It has never been a more challenging time to be a Chief Risk Officer at a financial services firm. They must use precise data to measure risk, allocate capital and cover exposure. In addition, they must equip compliance groups to explain these decisions
to industry regulators.
So what are the data issues impacting financial services organisations today? What should they consider and invest in if these situations exist? The following will outline three key data challenges and how they can be overcome.
Challenge #1: I don’t have the right data in my risk applications, models, and analytic applications. It is either incomplete, out of date, or plain incorrect.
Root Causes:
The data required to manage and monitor risk across the business originate from hundreds of systems and applications. Data volumes continue to grow every day with new systems and types of data in today’s digital landscape.

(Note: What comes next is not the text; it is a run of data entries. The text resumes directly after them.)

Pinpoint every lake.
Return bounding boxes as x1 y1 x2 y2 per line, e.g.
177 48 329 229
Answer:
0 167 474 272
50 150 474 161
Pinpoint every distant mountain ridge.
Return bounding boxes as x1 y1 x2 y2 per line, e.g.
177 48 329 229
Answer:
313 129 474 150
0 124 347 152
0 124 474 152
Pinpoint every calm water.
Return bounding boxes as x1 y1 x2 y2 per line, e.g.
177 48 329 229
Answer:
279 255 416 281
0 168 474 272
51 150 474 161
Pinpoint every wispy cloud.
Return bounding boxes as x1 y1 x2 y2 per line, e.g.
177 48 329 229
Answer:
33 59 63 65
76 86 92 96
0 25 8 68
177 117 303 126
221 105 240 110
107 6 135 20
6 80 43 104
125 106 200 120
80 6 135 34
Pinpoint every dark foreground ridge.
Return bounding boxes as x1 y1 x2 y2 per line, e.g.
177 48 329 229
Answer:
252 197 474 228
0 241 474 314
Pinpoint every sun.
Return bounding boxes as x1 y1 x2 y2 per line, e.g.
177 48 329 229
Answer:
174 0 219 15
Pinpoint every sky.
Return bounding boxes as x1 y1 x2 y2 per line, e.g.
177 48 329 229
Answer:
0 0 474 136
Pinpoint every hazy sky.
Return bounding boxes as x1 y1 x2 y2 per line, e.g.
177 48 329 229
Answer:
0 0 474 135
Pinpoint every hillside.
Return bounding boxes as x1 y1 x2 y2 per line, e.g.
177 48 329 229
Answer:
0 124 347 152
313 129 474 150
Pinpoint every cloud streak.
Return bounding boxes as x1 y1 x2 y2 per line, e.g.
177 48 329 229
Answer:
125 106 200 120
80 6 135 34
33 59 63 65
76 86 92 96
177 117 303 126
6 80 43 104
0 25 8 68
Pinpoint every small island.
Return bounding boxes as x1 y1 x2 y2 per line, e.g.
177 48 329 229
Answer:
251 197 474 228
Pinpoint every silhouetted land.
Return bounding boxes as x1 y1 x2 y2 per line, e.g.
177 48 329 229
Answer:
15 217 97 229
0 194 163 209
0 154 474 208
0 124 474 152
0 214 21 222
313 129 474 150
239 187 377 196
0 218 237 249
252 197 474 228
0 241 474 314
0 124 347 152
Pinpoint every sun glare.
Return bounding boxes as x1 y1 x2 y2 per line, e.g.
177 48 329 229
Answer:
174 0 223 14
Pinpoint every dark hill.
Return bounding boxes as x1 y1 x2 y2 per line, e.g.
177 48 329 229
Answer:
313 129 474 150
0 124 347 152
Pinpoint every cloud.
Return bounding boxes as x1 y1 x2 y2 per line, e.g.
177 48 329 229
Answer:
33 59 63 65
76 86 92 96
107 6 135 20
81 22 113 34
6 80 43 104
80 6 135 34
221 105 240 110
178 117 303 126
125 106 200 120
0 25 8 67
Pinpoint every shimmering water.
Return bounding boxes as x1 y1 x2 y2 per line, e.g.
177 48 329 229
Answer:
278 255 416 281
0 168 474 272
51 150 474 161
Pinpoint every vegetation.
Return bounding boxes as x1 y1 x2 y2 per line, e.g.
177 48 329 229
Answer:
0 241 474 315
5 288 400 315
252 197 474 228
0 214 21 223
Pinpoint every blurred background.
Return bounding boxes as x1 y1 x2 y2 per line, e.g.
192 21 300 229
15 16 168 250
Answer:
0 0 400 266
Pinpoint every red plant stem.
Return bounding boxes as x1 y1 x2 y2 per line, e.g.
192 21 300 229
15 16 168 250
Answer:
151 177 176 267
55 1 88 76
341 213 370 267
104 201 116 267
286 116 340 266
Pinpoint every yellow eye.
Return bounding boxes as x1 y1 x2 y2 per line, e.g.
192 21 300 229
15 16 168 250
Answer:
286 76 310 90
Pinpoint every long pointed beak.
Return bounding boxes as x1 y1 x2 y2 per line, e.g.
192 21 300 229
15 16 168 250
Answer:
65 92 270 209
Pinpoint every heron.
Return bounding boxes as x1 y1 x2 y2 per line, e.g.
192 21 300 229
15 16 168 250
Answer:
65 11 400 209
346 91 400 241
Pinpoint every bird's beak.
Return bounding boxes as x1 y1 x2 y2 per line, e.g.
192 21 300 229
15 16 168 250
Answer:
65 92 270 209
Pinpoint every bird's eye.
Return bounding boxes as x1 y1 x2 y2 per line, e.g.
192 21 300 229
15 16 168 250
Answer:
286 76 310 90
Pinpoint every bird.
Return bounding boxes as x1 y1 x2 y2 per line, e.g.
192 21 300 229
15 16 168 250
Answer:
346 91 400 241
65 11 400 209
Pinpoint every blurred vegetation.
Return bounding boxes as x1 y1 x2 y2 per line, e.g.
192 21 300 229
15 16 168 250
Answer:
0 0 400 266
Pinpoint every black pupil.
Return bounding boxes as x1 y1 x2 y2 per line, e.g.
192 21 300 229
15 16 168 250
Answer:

Due to the lack of proper tools to integrate required data, IT developers manually extract data from internal and external systems which can range in the hundreds and comes in various formats. Solutions that can help:
Consider investing in industry proven data integration and data quality software designed to reduce manual extraction, transformation, and validation and streamline the process of identifying and fixing upstream data quality errors. Data integration tools
not only reduce the risk of errors, they are designed to help IT professionals streamline these complex steps, reuse transformation and data quality rules across the risk data management process to enable repeatability, consistency, and efficiencies that require
less resources to support current and future data needs by risk and other parts of the business.
Challenge #2: We do not have a comprehensive view of risk to satisfy systemic risk requirements
Root Causes:
There are too many silos or standalone data marts or data warehouses in the organisation, containing segmented views of risk information.
Creating a single enterprise risk data warehouse takes too long to build, too complex, too expensive, too much data to process all in one system
Solutions that can help:
Data virtualisation solutions can tie existing data together to deliver a consolidated view of risk for business users without having to bring that data into an existing data warehouse.
Long term, look at consolidating and simplifying existing data warehouses into an enterprise data warehouse leveraging high performing data processing technologies like Hadoop.
Challenge #3: I’m unable to identify and measure risk exposures between counterparties and securities instruments
Root Causes:
Existing counterparty/legal entity master data resides in systems across traditional business silos.
External identifiers including the proposed Global Legal Entity Identifier will never replace identifiers across existing systems.
There is a lack of insight into how each legal entity is related to each other both from a legal hierarchy standpoint and their exposure to existing securities instruments.
Solutions that can help:
Master Data Management for Counterparty and Securities Master Data can help provide a single, connected, and authoritative source of counterparty information including legal hierarchy relationships and rules to identify the role and relationship between
counterparties and existing securities instruments. It also eliminates business confusion of having different identifiers for the same legal entity by creating a “master” record and cross reference to existing records and identifiers for the same entity.
In summary, Chief Risk Officers and their organisations are investing to improve existing business processes, people, and business applications to satisfy industry regulations and gain better visibility into their risk conditions. Though these are important
investments, it is also critical that you invest in the technologies to ensure IT has what it needs to access and deliver comprehensive, timely, trusted, and authoritative data.